Unidentified Analyst: Got it. Thanks so much.
Operator: Thank you. Our next question will come from Serge Belanger from Needham. Your line is open.
Robert Blum: Hello Serge.
Serge Belanger: Hi, good afternoon. Hi, good afternoon, Robert. You’ve had two meetings with the FDA so far and another one coming up, I guess, later this quarter. What are your current thoughts regarding the potential for a priority review or in the ADCOM? Thanks.
Robert Blum: Yes. So neither of those are in our base case assumptions, we believe that as a next-in-class profile, it would be more exceptional to assume priority review. It’s certainly possible, but that’s not something that we’re banking on, so to speak. And as it relates to an AdCom, we don’t expect one, but 1 can be surprised by those things. And for the fact that the data are, we believe, quite compelling. There’s already very effective cardiac myosin inhibitor on the marketplace that did not have an AdCom. I think it would be unusual to now have an AdCom for a next-in-class compound. But I guess it’s theoretically possible, it’s not our base case assumption.
Serge Belanger: Thank you.
Operator: Thank you. Our next question will come from Ash Verma from UBS. Your line is open.

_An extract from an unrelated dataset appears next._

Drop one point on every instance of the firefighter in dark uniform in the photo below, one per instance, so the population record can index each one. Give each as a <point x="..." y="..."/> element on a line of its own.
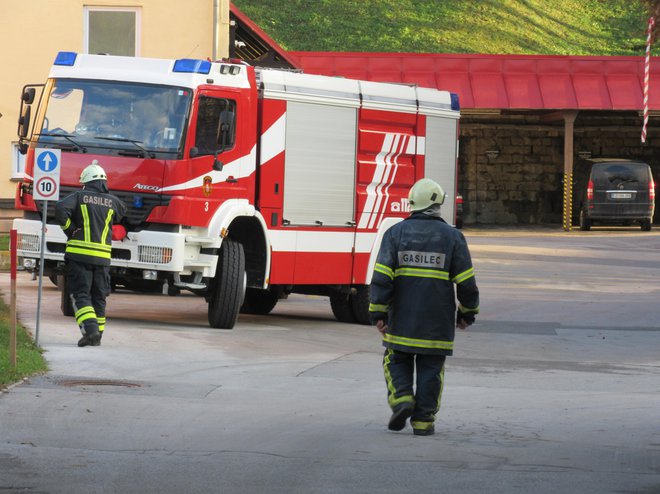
<point x="413" y="305"/>
<point x="86" y="217"/>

Ashwani Verma: Thanks for taking our questions. I have to – so regarding just the presentation on Monday, like from your perspective, what do you think is the bar for the LVEF less than 40% event from the SEQUOIA study. What level of LVEF less than 40% would give you the conviction that the FDA could actually indeed be discerning in viewing your safety profile as differentiated from Camzyos? And then second, on the OSCM market, just in the long run, do you think fundamentally, there is a lot of diagnosis expansion that you could drive OSCM investors, and that has seen pretty significant diagnosis expansion? Just if you can frame what’s the difference between the two? Thanks.

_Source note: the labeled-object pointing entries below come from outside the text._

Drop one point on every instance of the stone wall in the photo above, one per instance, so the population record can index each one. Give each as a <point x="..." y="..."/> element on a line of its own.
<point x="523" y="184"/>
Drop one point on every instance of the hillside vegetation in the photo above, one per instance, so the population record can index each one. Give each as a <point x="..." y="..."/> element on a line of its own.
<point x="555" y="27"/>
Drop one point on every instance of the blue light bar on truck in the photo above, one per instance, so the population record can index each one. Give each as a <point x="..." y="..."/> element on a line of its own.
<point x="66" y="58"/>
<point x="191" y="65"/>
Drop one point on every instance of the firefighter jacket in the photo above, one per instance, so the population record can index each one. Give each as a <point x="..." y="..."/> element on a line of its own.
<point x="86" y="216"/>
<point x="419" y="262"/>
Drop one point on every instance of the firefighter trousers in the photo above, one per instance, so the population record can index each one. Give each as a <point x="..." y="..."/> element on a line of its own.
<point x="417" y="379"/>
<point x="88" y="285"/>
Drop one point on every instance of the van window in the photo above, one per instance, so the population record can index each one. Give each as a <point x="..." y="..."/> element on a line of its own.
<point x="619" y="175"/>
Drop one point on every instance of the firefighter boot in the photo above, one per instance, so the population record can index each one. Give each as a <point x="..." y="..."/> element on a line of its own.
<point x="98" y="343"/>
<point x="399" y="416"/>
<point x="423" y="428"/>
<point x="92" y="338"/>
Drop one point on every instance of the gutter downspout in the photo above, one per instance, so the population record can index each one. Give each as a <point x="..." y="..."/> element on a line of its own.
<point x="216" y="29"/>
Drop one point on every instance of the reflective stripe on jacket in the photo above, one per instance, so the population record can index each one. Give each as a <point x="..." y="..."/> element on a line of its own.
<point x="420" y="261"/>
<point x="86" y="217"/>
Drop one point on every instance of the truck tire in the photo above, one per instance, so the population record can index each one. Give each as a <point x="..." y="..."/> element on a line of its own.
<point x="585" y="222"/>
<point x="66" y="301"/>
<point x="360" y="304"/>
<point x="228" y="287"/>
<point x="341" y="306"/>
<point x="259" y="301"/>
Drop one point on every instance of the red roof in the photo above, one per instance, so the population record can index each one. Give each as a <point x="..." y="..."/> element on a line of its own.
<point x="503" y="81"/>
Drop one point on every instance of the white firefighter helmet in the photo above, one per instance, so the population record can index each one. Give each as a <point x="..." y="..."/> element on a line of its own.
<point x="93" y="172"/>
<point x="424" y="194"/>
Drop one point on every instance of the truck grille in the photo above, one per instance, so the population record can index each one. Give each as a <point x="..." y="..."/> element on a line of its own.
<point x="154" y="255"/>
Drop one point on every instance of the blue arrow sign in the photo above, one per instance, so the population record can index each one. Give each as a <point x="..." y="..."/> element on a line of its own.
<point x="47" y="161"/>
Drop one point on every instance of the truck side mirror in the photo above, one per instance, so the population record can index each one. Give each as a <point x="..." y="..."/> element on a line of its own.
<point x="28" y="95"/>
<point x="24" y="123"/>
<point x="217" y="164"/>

Robert Blum: So I might ask Fady to speak to the comments about ES below 40, but recognizing our top line press release already speaks to some of those matters.

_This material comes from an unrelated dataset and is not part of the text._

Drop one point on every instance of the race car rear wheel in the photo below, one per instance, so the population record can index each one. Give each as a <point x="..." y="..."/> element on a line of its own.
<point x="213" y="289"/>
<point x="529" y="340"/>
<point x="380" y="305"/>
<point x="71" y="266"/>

Fady Malik: Yes. I was going to say that as we said in our top line that we didn’t have any treatment discontinuations for EF less than 40%. And the protocol mandated those if they were observed at the site. We’ll expand on that in the presentation, I suppose. But again, I don’t think 0 or 1 is going to be any — all that contributory, if you will. Things that don’t happen are good to know, and they’re certainly supportive of the safety profile. We’ve never had an event of heart failure due to aficamten and treatment interruptions have been almost nonexistent. And so I think, overall, those are all very promising things with regards to the potential labeling down the road. And I don’t think we understood your second question, which I guess will entertain.
Ashwani Verma: Yes. Just like quickly, I mean, in terms of like just the diagnosis expansion of oHCM right, I mean, 1 could argue that, yes, it has a high unmet need, but the mortality and mobility burden is not as high as something like AQR has seen a significant diagnosis expansion. So do you believe that in the long run, you could potentially drive a lot of diagnosis expansion? I mean, Bristol been doing a lot and other marketing campaigns still not driving any kind of a meaningful inflection on Camzyos. So just trying to understand if this oHCM market is sort of where it is? Or could we see like a material expansion in the long run?